Indexer access to content protected by Azure network security

If your search solution requirements include an Azure virtual network, this concept article explains how a search indexer can access content that's protected by network security. It describes the outbound traffic patterns and indexer execution environments. It also covers the network protections supported by Azure AI Search and factors that might influence your security strategy. Finally, because Azure Storage is used for both data access and persistent storage, this article also covers network considerations that are specific to search and storage connectivity.

Looking for step-by-step instructions instead? See How to configure firewall rules to allow indexer access or How to make outbound connections through a private endpoint.

Resources accessed by indexers

Azure AI Search indexers can make outbound calls to various Azure resources during execution. An indexer makes outbound calls in three situations:

  • Connecting to external data sources during indexing
  • Connecting to external, encapsulated code through a skillset that includes custom skills
  • Connecting to Azure Storage during skillset execution to cache enrichments, save debug session state, or write to a knowledge store

A list of all possible Azure resource types that an indexer might access in a typical run are listed in the table below.

Resource Purpose within indexer run
Azure Storage (blobs, ADLS Gen 2, files, tables) Data source
Azure Storage (blobs, tables) Skillsets (caching enrichments, debug sessions, knowledge store projections)
Azure Cosmos DB (various APIs) Data source
Azure SQL Database Data source
SQL Server on Azure virtual machines Data source
SQL Managed Instance Data source
Azure Functions Attached to a skillset and used to host for custom web API skills

Note

An indexer also connects to Azure AI services for built-in skills. However, that connection is made over the internal network and isn't subject to any network provisions under your control.

Supported network protections

Your Azure resources could be protected using any number of the network isolation mechanisms offered by Azure. Depending on the resource and region, Azure AI Search indexers can make outbound connections through IP firewalls and private endpoints, subject to the limitations indicated in the following table.
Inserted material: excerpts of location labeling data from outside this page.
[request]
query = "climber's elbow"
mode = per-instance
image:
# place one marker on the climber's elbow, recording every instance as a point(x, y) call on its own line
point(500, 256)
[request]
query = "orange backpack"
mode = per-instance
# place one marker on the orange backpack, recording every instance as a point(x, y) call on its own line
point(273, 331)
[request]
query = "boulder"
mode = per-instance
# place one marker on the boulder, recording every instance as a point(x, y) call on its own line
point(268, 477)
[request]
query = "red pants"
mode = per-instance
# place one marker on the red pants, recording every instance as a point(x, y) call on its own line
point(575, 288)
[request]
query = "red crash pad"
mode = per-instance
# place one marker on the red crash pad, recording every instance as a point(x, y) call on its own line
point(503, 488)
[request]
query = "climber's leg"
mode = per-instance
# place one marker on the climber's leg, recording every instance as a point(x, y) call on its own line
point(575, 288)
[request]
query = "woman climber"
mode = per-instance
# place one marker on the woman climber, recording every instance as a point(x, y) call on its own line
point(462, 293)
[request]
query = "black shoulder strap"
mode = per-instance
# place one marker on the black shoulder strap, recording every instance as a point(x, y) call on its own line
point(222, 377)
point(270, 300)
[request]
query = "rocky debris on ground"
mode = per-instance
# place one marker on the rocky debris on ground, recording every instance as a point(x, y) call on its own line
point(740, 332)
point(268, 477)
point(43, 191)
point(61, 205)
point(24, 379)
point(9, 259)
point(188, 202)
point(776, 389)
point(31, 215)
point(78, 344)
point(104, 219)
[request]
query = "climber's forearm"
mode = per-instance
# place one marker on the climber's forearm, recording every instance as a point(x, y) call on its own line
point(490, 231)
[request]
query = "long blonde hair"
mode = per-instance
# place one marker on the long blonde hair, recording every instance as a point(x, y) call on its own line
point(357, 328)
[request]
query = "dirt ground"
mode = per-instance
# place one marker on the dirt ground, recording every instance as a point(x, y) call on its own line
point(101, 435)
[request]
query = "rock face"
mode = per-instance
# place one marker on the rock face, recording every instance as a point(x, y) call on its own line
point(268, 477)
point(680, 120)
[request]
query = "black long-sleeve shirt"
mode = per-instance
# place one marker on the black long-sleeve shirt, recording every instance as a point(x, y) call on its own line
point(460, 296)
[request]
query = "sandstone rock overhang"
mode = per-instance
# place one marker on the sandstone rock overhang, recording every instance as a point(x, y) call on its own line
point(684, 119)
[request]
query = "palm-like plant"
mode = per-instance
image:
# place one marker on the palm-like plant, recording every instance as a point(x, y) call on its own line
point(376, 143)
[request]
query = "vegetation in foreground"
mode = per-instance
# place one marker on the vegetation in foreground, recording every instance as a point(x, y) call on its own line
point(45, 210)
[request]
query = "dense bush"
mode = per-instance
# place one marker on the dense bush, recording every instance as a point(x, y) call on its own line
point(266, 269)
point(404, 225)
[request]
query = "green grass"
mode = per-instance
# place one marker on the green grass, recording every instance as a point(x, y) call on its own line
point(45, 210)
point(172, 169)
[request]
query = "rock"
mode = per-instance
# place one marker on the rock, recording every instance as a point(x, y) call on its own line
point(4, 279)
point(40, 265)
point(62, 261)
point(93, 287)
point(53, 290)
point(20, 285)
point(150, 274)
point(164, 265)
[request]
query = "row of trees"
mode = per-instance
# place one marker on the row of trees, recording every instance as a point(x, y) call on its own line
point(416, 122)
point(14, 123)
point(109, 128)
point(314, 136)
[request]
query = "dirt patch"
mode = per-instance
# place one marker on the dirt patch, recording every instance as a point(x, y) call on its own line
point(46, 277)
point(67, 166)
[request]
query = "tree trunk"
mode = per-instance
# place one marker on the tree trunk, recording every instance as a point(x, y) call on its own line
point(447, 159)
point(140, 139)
Resource IP restriction Private endpoint
Azure Storage for text-based indexing (blobs, ADLS Gen 2, files, tables) Supported only if the storage account and search service are in different regions. Supported
Azure Storage for AI enrichment (caching, debug sessions, knowledge store) Supported only if the storage account and search service are in different regions. Supported
Azure Cosmos DB for NoSQL Supported Supported
Azure Cosmos DB for MongoDB Supported Unsupported
Azure Cosmos DB for Apache Gremlin Supported Unsupported
Azure SQL Database Supported Supported
SQL Server on Azure virtual machines Supported N/A
SQL Managed Instance Supported N/A
Azure Functions Supported Supported, only for certain tiers of Azure functions

Indexer execution environment

Azure AI Search has the concept of an indexer execution environment that optimizes processing based on the characteristics of the job. There are two environments. If you're using an IP firewall to control access to Azure resources, knowing about execution environments will help you set up an IP range that is inclusive of both.

For any given indexer run, Azure AI Search determines the best environment in which to run the indexer. Depending on the number and types of tasks assigned, the indexer will run in one of two environments:

  • A private execution environment that's internal to a search service.

    Indexers running in the private environment share computing resources with other indexing and query workloads on the same search service. Typically, only indexers that perform text-based indexing (without skillsets) run in this environment.

  • A multi-tenant environment that's managed and secured by Microsoft at no extra cost. It isn't subject to any network provisions under your control.

    This environment is used to offload computationally intensive processing, leaving service-specific resources available for routine operations. Examples of resource-intensive indexer jobs include attaching skillsets, processing large documents, or processing a high volume of documents.

The following section explains the IP configuration for admitting requests from either execution environment.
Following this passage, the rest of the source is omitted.